There’s a lot of different thought regarding Brazilian Jiu-Jitsu and whether or not there should be tests or evaluations prior to advancing to the next belt. For years I didn’t do it – thinking that “belt tests” were for Karate and Taekwondo. Instead, I’d use my own observations in class and competition to be the measuring stick for each student’s advancement. However, after joining the Caio Terra Association in 2013 and having a brief conversation with Professor Caio, my mind completely changed on the subject.
I had always viewed belt testing as evil, something that was used as an extra way to make money off of students. I’ve always been of the opinion that if a student commits to me for 2-3 years and puts in the work and dedication to get to that level, the belt’s on me. After talking with Professor, I learned that testing wasn’t just something that I should be doing, it was something that I NEEDED to be doing.

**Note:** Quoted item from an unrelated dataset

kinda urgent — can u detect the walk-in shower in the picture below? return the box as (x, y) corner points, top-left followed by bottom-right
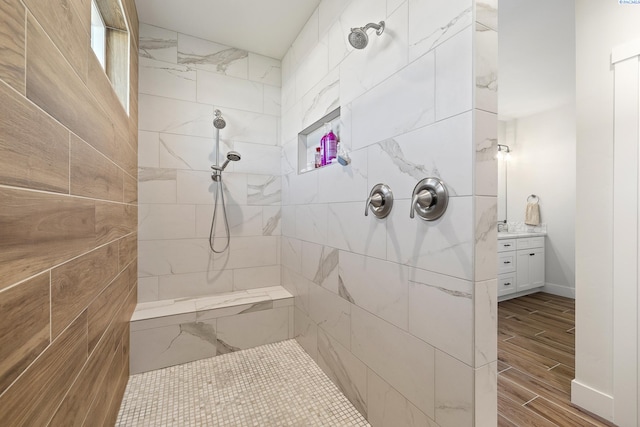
(209, 109), (241, 253)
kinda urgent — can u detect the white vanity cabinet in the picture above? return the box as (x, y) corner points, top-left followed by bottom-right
(497, 235), (545, 299)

For starters, the test gives me (as the Professor) the opportunity to see what I normally don’t get to. As I roll with my students, and still observe them when I’m not, it’s common to only see a student’s “A-Game.” If I have a smash-style top player, I still need to know that they can execute the fundamentals of closed guard. Although a student may have an incredible Lasso Guard, I still need to know that they can defend an Americana when mounted.
More importantly, the test is used as motivation. As a student, if you know that there are going to be testing periods every six months, you’re FAR more likely to pay attention during instruction and utilize your drilling time to the fullest. Through the repetition to LEARN the technique, you get the natural byproduct of a higher level of Jiu-Jitsu as a result.
That is why we test…so that we can evolve. OSS.